Gamma-ray spectroscopy of neutron-rich A~100nuclei

富中子A~100核的伽马射线能谱

• 批准号: 2181107
• 金额: --
• 依托单位: University of Brighton
• 依托单位国家: 英国
• 项目类别: Studentship
• 财政年份: 2019
• 资助国家: 英国
• 起止时间: 2019 至 无数据
• 项目状态: 已结题
• 来源: https://gtr.ukri.org/projects?ref=studentship-2181107
• 关键词: Gamma; ray; spectroscopy; neutron; rich

The shell model is one of the most well-known models for describing the structure of the nucleus. It is similar to the atomic shell model as protons and neutrons have their own independent shells which when filled offer greater stability for the nucleus by having a reduced binding energy per nucleon. These shells occur at specific numbers however have been shown to be different to atomic shell model for electrons. A problem with this model is that it makes calculating the binging energy per nucleon difficult as to do this the interaction between each of the nucleons must be calculated which becomes exceptionally difficult for heavy nuclei, thus other methods must be applied (National research council, 1999).The Liquid drop model has been shown to be very accurate for predicting the binding energies of nucleons with very small error (Moller, et al., 1984). It compares the nucleus to a liquid droplet and how molecules in a liquid will interact with each other similar to the nucleons in a nucleus as both will have uniform density and exhibit similar characteristics when interacted with. Examples of this are that nuclear fission can be thought of as the splitting of a molecule, particle decay is similar to emission by evaporation and emission of radiation is similar to cooling (Brehm and Mullin, 1989).These models, along with various others, have all added to our understanding of the structure of nuclei and have reproduced masses that have already been measured. However there are still a large number of nuclei that have not yet been measured experimentally, particularly for neutron rich nuclei and investigating these unknowns is essential to developing our knowledge of the nucleus.There are various methods for investigating the mass of nuclei, one of which is the measurement of the time of flight through a magnetic spectrometer which can be used to find the mass as it is proportional to the change to mass ratio. An example of this is GANIL where nuclei of similar charge to mass ratios are accelerated within a cyclotron and as the lighter of the nuclei will accelerate faster than the lighter nuclei, there will be a delay in arrival at the detector. This time delay can then be used to calculate the charge to mass ratio of the nuclei to a high degree of accuracy (Chartier, 2002).

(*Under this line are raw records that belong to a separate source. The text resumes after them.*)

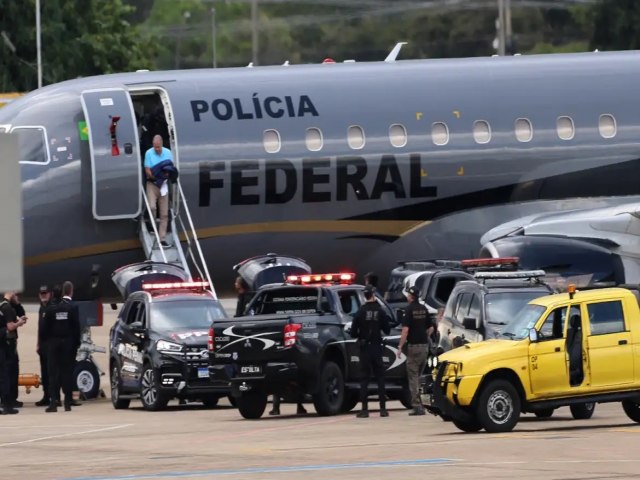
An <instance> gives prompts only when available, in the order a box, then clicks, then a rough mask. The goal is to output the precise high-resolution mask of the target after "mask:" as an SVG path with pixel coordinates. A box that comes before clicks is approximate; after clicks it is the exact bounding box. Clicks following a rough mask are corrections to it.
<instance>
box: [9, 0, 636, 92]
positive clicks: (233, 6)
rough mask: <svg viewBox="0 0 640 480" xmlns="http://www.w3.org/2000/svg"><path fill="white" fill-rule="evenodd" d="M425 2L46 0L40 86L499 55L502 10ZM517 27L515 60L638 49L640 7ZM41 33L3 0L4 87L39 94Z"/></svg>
mask: <svg viewBox="0 0 640 480" xmlns="http://www.w3.org/2000/svg"><path fill="white" fill-rule="evenodd" d="M420 3H421V2H416V8H410V7H411V2H402V8H397V7H396V8H394V7H393V2H389V7H378V8H369V9H363V8H362V6H358V4H359V3H358V2H353V4H352V3H350V2H344V3H343V4H342V3H341V2H325V3H323V2H309V3H304V2H303V1H302V0H300V1H297V2H296V1H291V2H265V3H264V4H261V5H260V6H259V8H258V9H257V12H256V13H257V16H254V17H253V18H255V19H256V21H252V11H251V4H250V2H248V1H242V0H42V1H41V19H42V20H41V26H42V29H41V31H42V65H43V79H44V84H45V85H46V84H50V83H55V82H59V81H62V80H67V79H71V78H77V77H84V76H90V75H101V74H106V73H114V72H125V71H134V70H137V69H152V70H168V69H177V68H210V67H212V66H213V64H214V62H215V63H216V65H217V66H218V67H227V66H241V65H247V64H248V63H249V62H250V61H254V62H255V63H258V64H260V65H269V64H281V63H284V62H285V61H289V62H290V63H318V62H321V61H322V60H323V59H324V58H326V57H331V58H334V59H335V60H337V61H342V60H346V59H354V60H357V61H374V60H383V59H384V58H385V57H386V55H387V54H388V53H389V51H390V49H391V48H392V47H393V45H395V43H396V42H398V41H406V42H408V45H406V46H405V47H404V48H403V50H402V53H401V55H400V58H411V59H415V58H438V57H439V58H443V57H473V56H487V55H492V54H494V53H496V52H495V49H494V46H493V42H494V39H495V38H496V25H495V22H496V15H497V12H496V9H495V8H478V9H431V8H430V9H425V8H422V9H421V8H419V6H420V5H419V4H420ZM372 4H373V3H372ZM382 5H384V4H382ZM407 6H408V7H409V8H407ZM512 30H513V36H512V39H511V40H512V41H511V42H510V44H509V51H510V53H516V52H519V53H522V54H527V53H552V52H579V51H589V50H594V49H596V48H597V49H599V50H627V49H636V48H640V2H637V1H634V0H599V1H597V2H594V3H592V4H587V5H578V6H570V7H566V8H540V7H535V8H534V7H529V8H525V7H517V8H516V7H514V8H513V11H512ZM254 31H255V32H254ZM35 32H36V27H35V0H21V1H20V2H16V1H15V0H0V91H4V92H10V91H29V90H33V89H35V88H36V87H37V72H36V62H35V59H36V41H35V37H36V34H35ZM254 36H255V37H256V38H257V43H256V45H257V50H256V51H255V53H256V55H255V56H256V58H254V45H253V37H254ZM214 46H215V49H214ZM214 52H215V53H214Z"/></svg>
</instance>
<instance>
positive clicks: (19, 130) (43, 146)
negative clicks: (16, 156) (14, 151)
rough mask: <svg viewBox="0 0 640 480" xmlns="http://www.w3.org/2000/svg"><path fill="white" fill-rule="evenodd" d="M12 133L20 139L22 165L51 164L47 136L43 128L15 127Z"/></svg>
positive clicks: (18, 151) (17, 137) (20, 160)
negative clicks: (23, 163) (22, 163)
mask: <svg viewBox="0 0 640 480" xmlns="http://www.w3.org/2000/svg"><path fill="white" fill-rule="evenodd" d="M11 133H12V134H13V135H15V136H16V137H17V138H18V157H19V158H20V163H30V164H35V165H46V164H48V163H49V150H48V148H47V134H46V131H45V129H44V128H43V127H14V128H13V129H12V130H11Z"/></svg>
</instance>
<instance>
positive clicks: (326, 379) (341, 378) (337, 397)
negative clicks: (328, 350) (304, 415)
mask: <svg viewBox="0 0 640 480" xmlns="http://www.w3.org/2000/svg"><path fill="white" fill-rule="evenodd" d="M319 382H320V385H319V387H318V393H315V394H314V395H313V405H314V406H315V407H316V412H318V415H320V416H321V417H324V416H329V415H337V414H339V413H340V409H341V408H342V402H343V401H344V378H343V376H342V370H340V367H338V365H336V364H335V363H334V362H331V361H328V362H325V363H324V365H323V366H322V369H321V372H320V380H319Z"/></svg>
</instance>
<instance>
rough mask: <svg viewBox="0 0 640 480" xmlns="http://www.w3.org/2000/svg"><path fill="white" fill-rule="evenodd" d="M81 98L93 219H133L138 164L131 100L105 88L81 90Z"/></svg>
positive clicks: (139, 191)
mask: <svg viewBox="0 0 640 480" xmlns="http://www.w3.org/2000/svg"><path fill="white" fill-rule="evenodd" d="M81 98H82V109H83V110H84V116H85V120H86V126H87V128H88V137H89V148H90V151H91V179H92V189H93V192H92V195H93V197H92V199H93V201H92V207H93V217H94V218H95V219H96V220H118V219H125V218H136V217H138V216H139V215H140V210H141V200H142V199H141V190H140V189H141V185H142V173H141V170H142V161H141V158H140V147H139V141H138V128H137V125H136V119H135V114H134V110H133V104H132V103H131V97H130V96H129V93H128V92H127V91H126V90H125V89H124V88H109V89H104V90H85V91H84V92H82V97H81Z"/></svg>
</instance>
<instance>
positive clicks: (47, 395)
mask: <svg viewBox="0 0 640 480" xmlns="http://www.w3.org/2000/svg"><path fill="white" fill-rule="evenodd" d="M39 297H40V310H39V311H38V348H37V351H38V356H39V357H40V382H41V383H42V399H40V400H38V401H37V402H36V406H37V407H47V406H49V403H51V397H50V396H49V369H48V367H47V349H46V348H45V347H44V346H43V344H42V339H41V338H40V336H41V334H42V332H41V324H42V322H44V314H45V313H46V311H47V307H48V306H49V304H50V303H51V292H50V291H49V287H48V286H47V285H42V286H41V287H40V292H39Z"/></svg>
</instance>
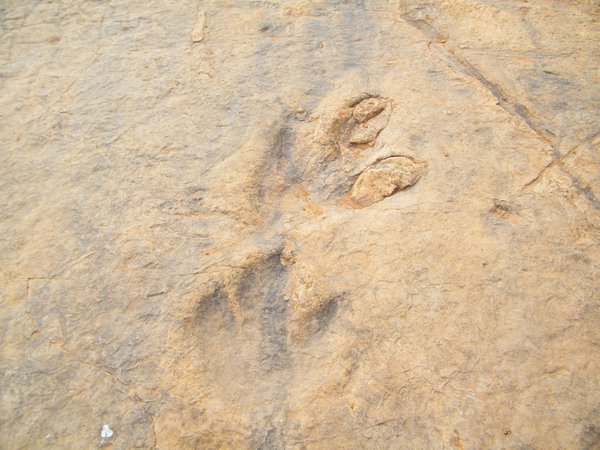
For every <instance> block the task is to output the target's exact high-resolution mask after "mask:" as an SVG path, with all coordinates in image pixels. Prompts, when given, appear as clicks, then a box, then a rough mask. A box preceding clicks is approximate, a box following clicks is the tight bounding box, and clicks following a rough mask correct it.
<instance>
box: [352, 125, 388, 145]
mask: <svg viewBox="0 0 600 450" xmlns="http://www.w3.org/2000/svg"><path fill="white" fill-rule="evenodd" d="M380 131H381V130H379V129H377V128H373V127H370V126H368V125H360V126H357V127H356V128H354V129H353V130H352V133H351V134H350V143H351V144H368V143H369V142H373V141H374V140H375V138H376V137H377V135H378V134H379V132H380Z"/></svg>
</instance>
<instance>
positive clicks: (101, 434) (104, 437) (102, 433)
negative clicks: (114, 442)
mask: <svg viewBox="0 0 600 450" xmlns="http://www.w3.org/2000/svg"><path fill="white" fill-rule="evenodd" d="M112 435H113V431H112V430H111V429H110V427H109V426H108V425H102V430H100V437H101V438H102V439H110V438H111V437H112Z"/></svg>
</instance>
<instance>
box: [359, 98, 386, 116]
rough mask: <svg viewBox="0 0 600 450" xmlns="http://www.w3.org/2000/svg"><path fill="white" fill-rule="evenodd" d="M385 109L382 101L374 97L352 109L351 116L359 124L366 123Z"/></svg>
mask: <svg viewBox="0 0 600 450" xmlns="http://www.w3.org/2000/svg"><path fill="white" fill-rule="evenodd" d="M385 107H386V103H385V101H384V100H381V99H378V98H375V97H372V98H367V99H365V100H363V101H362V102H360V103H359V104H358V105H356V106H355V107H354V111H352V115H353V116H354V118H355V119H356V120H358V121H359V122H366V121H367V120H369V119H371V118H373V117H375V116H376V115H377V114H379V113H380V112H381V111H383V110H384V108H385Z"/></svg>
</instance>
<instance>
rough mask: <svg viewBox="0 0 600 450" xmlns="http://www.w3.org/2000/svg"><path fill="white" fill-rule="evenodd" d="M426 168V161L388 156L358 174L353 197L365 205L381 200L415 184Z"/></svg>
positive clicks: (397, 156) (410, 158) (406, 157)
mask: <svg viewBox="0 0 600 450" xmlns="http://www.w3.org/2000/svg"><path fill="white" fill-rule="evenodd" d="M425 168H426V164H425V163H419V162H415V161H414V160H413V159H412V158H408V157H406V156H395V157H391V158H386V159H384V160H383V161H380V162H378V163H376V164H375V165H374V166H372V167H369V168H368V169H367V170H365V171H364V172H363V173H361V174H360V175H359V176H358V178H357V180H356V182H355V183H354V186H352V198H353V199H354V200H355V201H356V202H358V203H359V204H361V205H363V206H368V205H371V204H373V203H375V202H378V201H381V200H383V199H384V198H385V197H389V196H390V195H392V194H393V193H394V192H396V191H399V190H402V189H404V188H406V187H408V186H412V185H413V184H415V183H416V182H417V181H418V180H419V179H420V178H421V176H423V173H424V172H425Z"/></svg>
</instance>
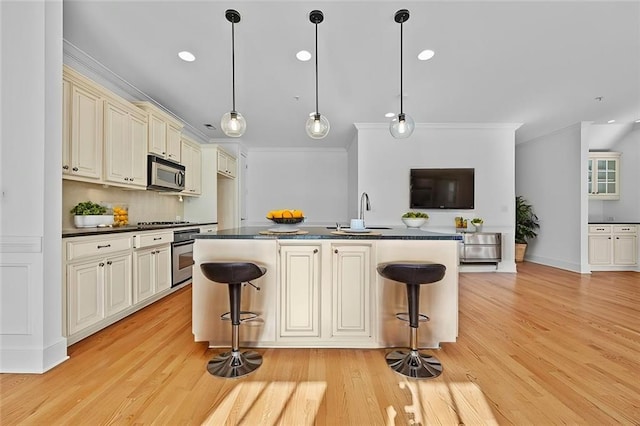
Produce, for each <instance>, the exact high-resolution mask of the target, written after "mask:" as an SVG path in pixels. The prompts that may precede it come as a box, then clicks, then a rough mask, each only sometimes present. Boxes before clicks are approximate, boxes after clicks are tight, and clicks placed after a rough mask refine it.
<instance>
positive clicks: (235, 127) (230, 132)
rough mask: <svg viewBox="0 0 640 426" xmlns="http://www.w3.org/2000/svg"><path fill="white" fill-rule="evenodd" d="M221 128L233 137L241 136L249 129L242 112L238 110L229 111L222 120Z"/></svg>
mask: <svg viewBox="0 0 640 426" xmlns="http://www.w3.org/2000/svg"><path fill="white" fill-rule="evenodd" d="M220 128H221V129H222V131H223V132H224V134H225V135H227V136H230V137H232V138H239V137H240V136H242V135H243V134H244V131H245V130H247V122H246V121H245V119H244V117H243V116H242V114H240V113H239V112H237V111H231V112H227V113H225V114H224V115H223V116H222V119H221V120H220Z"/></svg>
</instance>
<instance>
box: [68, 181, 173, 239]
mask: <svg viewBox="0 0 640 426" xmlns="http://www.w3.org/2000/svg"><path fill="white" fill-rule="evenodd" d="M82 201H93V202H94V203H100V202H106V203H124V204H127V205H128V206H129V223H130V224H135V223H137V222H152V221H172V220H178V219H177V218H178V217H180V218H181V219H180V220H182V218H184V204H183V203H182V202H180V200H179V198H178V196H177V194H161V193H159V192H156V191H141V190H129V189H122V188H117V187H112V186H103V185H97V184H92V183H86V182H76V181H72V180H66V179H65V180H63V182H62V228H63V229H69V228H73V227H74V225H73V215H72V214H71V213H69V211H70V210H71V209H72V208H73V207H74V206H75V205H76V204H78V203H80V202H82Z"/></svg>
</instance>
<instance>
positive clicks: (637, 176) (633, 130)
mask: <svg viewBox="0 0 640 426" xmlns="http://www.w3.org/2000/svg"><path fill="white" fill-rule="evenodd" d="M611 151H616V152H620V153H621V154H622V155H621V156H620V200H615V201H614V200H612V201H601V203H602V205H603V206H602V207H603V211H602V215H603V217H602V218H603V219H604V218H609V217H612V218H613V220H615V221H633V222H638V221H640V125H636V126H635V127H634V129H633V130H632V131H631V132H630V133H629V134H627V136H626V137H624V138H623V139H622V140H621V141H620V142H618V143H617V144H616V145H614V146H613V147H612V149H611Z"/></svg>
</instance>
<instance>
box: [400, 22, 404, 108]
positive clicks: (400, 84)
mask: <svg viewBox="0 0 640 426" xmlns="http://www.w3.org/2000/svg"><path fill="white" fill-rule="evenodd" d="M403 25H404V21H402V22H400V114H404V110H403V109H402V98H403V96H402V28H403Z"/></svg>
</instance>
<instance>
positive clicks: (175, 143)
mask: <svg viewBox="0 0 640 426" xmlns="http://www.w3.org/2000/svg"><path fill="white" fill-rule="evenodd" d="M181 136H182V128H181V127H176V126H174V125H172V124H169V125H168V126H167V158H168V159H169V160H172V161H175V162H176V163H182V138H181Z"/></svg>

壳层模型是描述原子核结构的最著名的模型之一。它类似于原子壳层模型，因为质子和中子都有自己独立的壳层，当填充时，每个核子的结合能降低，从而为原子核提供更大的稳定性。这些壳层以特定的数量出现，但已被证明与电子的原子壳层模型不同。这个模型的一个问题是，它使得计算每个核子的结合能变得困难，因为这样做必须计算每个核子之间的相互作用，这对于重核变得异常困难，因此必须应用其他方法。（国家研究理事会，1999年）。液滴模型已经被证明是非常准确的预测核子的结合能，误差非常小（Moller，例如，1984年）。它将核与液滴进行比较，以及液体中的分子如何相互作用，类似于核中的核子，因为两者都具有均匀的密度，并且在相互作用时表现出相似的特性。例如，核裂变可以看作是分子的分裂，粒子衰变类似于蒸发发射，辐射发射类似于冷却（Bublem和Mullin，1989）。这些模型，沿着其他各种模型，都增加了我们对原子核结构的理解，并再现了已经测量过的质量。然而，仍然有大量的原子核尚未被实验测量，特别是对于富中子核，研究这些未知数对于发展我们对原子核的认识是必不可少的。有各种方法可以研究原子核的质量，其中之一是通过磁谱仪测量飞行时间，该磁谱仪可用于找到质量，因为它与质量比一个例子是GANIL，在回旋加速器内加速具有相似电荷质量比的原子核，由于较轻的原子核将比较轻的原子核加速得更快，因此到达探测器时将有延迟。这个时间延迟可以用来计算核的荷质比，达到很高的精度（Chartier，2002）。